Toronto, Vancouver, Montreal, London, and Waterloo are all reporting low availability rates.

But this does not mean the Canadian commercial real estate market does not have more room for growth, according to a panel of industry experts at the RealCapital conference at the Metro Toronto Convention Centre earlier this year.

“We still feel really good about development because we have the fundamentals,” said Prakash David, the CIO at investment real estate firm Triovest. “We think there are still good tenants out there and a lack of good space, notwithstanding a lot of new supply coming on in certain markets.”

Suffice it to say, the market has been undersupplied for more than a decade, so this lack of inventory is beginning to be realized.

But is the market responding?

It is estimated that more than 26 million square feet of logistics space is under construction in Montreal, Toronto, and Vancouver, and most of this space is already pre-leased. Businesses cannot find warehouse space fast enough to meet the bolstered demand for their goods.

Amazon acquired close to 830,000 square feet of space in Burnaby, British Columbia, and also leased 100,000 square feet in Ottawa’s Hawthorne Industrial Park. Fast fashion company SHEIN opened a 170,000-square-foot warehouse and office space in Markham, Ontario. Purolator plans to open new facilities in Toronto to process higher volumes of packages. Similarly, New York-based investment company Blackstone has spent more than $4 billion to scoop up warehouses and industrial real estate in Canada.

Warehouse Space Price Challenges

Demand for warehouse space and land facilities has resulted in an increase in rent and purchase prices.

As of 2021, the average sale price for an industrial property increased by 27.9 per cent year-over-year.
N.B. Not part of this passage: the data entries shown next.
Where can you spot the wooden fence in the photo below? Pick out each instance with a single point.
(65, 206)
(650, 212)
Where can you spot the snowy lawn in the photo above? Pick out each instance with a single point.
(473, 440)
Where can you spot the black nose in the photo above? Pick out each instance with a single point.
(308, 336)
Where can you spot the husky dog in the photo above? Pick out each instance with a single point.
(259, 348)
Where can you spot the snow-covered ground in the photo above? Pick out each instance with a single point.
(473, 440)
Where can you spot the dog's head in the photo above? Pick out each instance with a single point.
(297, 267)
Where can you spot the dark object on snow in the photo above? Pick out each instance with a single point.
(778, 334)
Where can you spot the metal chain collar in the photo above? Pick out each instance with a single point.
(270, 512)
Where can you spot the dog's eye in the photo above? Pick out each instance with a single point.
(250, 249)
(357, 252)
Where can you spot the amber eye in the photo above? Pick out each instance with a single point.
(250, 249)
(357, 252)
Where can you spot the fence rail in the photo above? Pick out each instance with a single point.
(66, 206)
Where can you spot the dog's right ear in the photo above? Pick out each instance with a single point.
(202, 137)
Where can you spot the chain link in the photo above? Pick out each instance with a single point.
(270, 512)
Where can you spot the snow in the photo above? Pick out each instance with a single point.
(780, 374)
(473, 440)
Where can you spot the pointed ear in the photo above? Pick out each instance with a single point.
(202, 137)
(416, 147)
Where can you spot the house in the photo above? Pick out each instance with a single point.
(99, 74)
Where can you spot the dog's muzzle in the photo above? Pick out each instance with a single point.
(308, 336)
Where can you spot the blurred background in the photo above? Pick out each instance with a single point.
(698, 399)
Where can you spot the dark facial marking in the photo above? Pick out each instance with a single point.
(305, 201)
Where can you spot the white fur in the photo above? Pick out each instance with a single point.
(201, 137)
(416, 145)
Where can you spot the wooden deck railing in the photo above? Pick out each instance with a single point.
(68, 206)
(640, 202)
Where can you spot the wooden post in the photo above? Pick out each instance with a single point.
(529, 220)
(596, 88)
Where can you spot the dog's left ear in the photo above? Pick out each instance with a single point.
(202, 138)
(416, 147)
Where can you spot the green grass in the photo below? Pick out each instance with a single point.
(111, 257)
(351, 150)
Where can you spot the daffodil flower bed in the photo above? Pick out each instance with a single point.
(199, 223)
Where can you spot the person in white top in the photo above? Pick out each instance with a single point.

London, Ontario, surpassed all other markets with close to double the asking price. Vancouver, Toronto, Ottawa, and Montreal all reported price hikes, as the average sales price was more than $200 a square foot.

Rents for industrial space in Ottawa are also climbing steadily, and it continues to be a hot market with an average sale price of $300.88 per square foot. Nearly 300,00 square feet of new inventory was offered in 2022, and 414,000 square feet are under construction.

Changes in Commercial Real Estate

According to the 38-nation Organisation for Economic Co-operation and Development (OECD), Canada has one of the top three largest real estate bubbles among its member countries, with a significant increase in demand for industrial space.

Data suggest that demand for industrial and warehouse property near the nation’s capital continues to grow. It is the chief destination of choice for e-commerce and logistic leaders, such as Amazon and FedEx. The primary reason for attraction to this region is its close proximity to Montreal and Toronto markets.

As noted, the evolution in e-commerce activity has climbed, particularly for the growing demand for storing food and other consumer goods. With more of these companies planning to offer more goods and services and committing to fast delivery times, industrial real estate demand can only go higher. Other businesses are trying to re-establish their customer base and strengthen their supply chain.

Short-term forecasts contend that demand for warehouse space will continue to outrun supply. That is why many companies are repurposing existing space or are obtaining retail spaces that have shut down to store their goods. Businesses are hiring people to handle their logistic issues better and squeeze out more space more efficiently to meet their storage needs. Warehouses are also getting taller, allowing companies to fit more products and improve cubic efficiency.

Businesses have been forced to look for warehouse space far from their headquarters and manufacturing facilities simply because they cannot find the space in their region. As this robust demand persists, rent and purchase prices are unlikely to drop, and pre-leasing new spaces is likely to be a consistent feature in the commercial real estate market.